The Big Goal
By 2026, each parish in the Archdiocese of Omaha will be a Missional Community.

Collaborative Leadership
- The pastor and his key leaders will be better able to model and coach others to collaborative leadership if they first have an experience of it for themselves.
- As assignments become more complex, a pastor’s attention is taken away from his capacity to shepherd. Having a leadership team allows him to share the ordinary tasks of running a parish so that he can begin “equipping the saints”.
- Forming a Leadership Team Document - This document outlines the practical realities that should be considered when forming a leadership team.
- Small group - Invite potential team members to participate. This can serve as a trial run where you can get to know your leaders better and observer their commitment to even a short term series of meetings.
- Pray a Discernment Rosary for the individuals that you might invite to a book study or eventually to a proto-leadership team. Conversations with the Lord and those invited are a practical discernment, and so this rosary lets you hear from the Lord and provides a concrete way to pray about who to invite.
- Host a weekly study with all potential members of your leadership team. We recommend the book Pope Francis and the Joy of the Gospel: Rediscovering the Heart of a Disciple by Edward Sri.
This assessment was built to help a pastor and his team consider how their parish already embodies the characteristics of Collaborative Leadership and to identify potential areas of growth.
It is most useful when the pastor and at least 5 parish leaders take it. We recommend that this be a pastor and his leadership team. If you do not have a leadership team, potential parish leaders include other clergy, parish/finance council members, parish/school staff, ministry leaders, volunteers with influence, or anyone the Holy Spirit places on your heart.

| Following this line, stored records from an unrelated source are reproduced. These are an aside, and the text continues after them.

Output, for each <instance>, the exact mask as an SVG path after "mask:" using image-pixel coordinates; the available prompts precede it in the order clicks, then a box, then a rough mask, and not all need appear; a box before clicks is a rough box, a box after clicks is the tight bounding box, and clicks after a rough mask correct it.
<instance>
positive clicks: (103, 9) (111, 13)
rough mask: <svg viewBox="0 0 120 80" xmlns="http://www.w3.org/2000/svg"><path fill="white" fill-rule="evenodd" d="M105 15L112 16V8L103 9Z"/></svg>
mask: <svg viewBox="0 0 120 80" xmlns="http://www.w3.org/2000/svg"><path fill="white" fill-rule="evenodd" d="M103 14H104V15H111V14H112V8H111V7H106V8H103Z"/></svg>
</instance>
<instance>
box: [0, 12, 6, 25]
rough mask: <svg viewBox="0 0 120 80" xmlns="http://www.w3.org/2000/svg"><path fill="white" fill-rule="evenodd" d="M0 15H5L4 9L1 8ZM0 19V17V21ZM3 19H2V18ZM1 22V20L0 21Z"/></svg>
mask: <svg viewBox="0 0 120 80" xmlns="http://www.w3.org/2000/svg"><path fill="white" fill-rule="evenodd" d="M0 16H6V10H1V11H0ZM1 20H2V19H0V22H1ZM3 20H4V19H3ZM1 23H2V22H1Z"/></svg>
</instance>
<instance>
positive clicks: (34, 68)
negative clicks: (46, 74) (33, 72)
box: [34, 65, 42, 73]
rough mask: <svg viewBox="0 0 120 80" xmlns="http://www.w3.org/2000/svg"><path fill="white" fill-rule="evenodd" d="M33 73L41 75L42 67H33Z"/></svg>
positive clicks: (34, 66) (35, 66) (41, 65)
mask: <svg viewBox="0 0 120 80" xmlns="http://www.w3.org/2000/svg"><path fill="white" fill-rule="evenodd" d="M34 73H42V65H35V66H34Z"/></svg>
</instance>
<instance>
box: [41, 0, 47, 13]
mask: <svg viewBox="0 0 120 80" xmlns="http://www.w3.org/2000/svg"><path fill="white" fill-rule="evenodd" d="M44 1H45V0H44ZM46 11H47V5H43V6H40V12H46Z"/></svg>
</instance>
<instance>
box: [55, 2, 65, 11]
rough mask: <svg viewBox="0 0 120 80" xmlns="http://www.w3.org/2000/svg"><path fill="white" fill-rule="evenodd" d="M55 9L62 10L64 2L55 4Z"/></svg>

Steps:- Send this Assessment link to all chosen leaders. We recommend you give them a deadline by which to take the assessment.
- Schedule a 1.5 hour follow-up meeting to discuss the results.
- Take a look at the Discussion Guide, and plan your meeting.
- Print a copy of the assessment results and discussion guide for each team member and bring them to the meeting.
- Results can be found here. (Choose your parish from the dropdown box at the top left.)
- If you pastor multiple parishes and it is likely that your leaders identified themselves as from different parishes, then contact Andy Dejka for your combined results.
Great team meetings are fun and energizing. They lead to better decisions, and team members are more likely to be committed to and feel accountable for the success of those decisions.
One of the best resources we have found is Death by Meeting by Patrick Lencioni. While the book is short and easy to digest here’s a four page handout summary as well. As this resource was built for the secular corporate world, parish teams will also want to add a team retreat to their meeting schedule. Additionally, team retreats can be combined with the quarterly off-site described in the book.
Another addition to the meetings described is team prayer. In Christifideles Laici, Pope St. John Paul II tells us, “Communion with Jesus, which gives rise to the communion of Christians among themselves, is an indispensable condition for bearing fruit.” We have seen intentional time spent in prayer at the beginning of each meeting lead to increased trust among team members as well as a more confident discernment of God’s will. While the form of prayer your team adopts can vary, we recommend that you strive to embody the principles laid out in the article Principles of Team Prayer.
Helping your key leaders grow takes regular contact and time. You can provide support for them in several ways:
As a team: Every team goes through recognizable stages as it develops. Read about these stages in The Stages of Group Development, and then take the article to your team. Ask, “What stage is the team in?” and try out the action that we recommend teams take in order to move into the next stage.
As a manager: Good leaders very often need a great manager to help them thrive and develop their ministries. Great managers capitalize on the individual strengths of their leaders by investing personally in each of them. To understand this concept more, and to hear some tips on how to invest in your leaders as a manager, check out The One Thing the Best Team Builders Do.
As individuals: Another way to invest personally in each of your leaders is to choose 1-3 key leaders that you would like to see grow over the next year. Establish a recurring meeting time to talk about their ministry and to share the leadership skills that you are learning.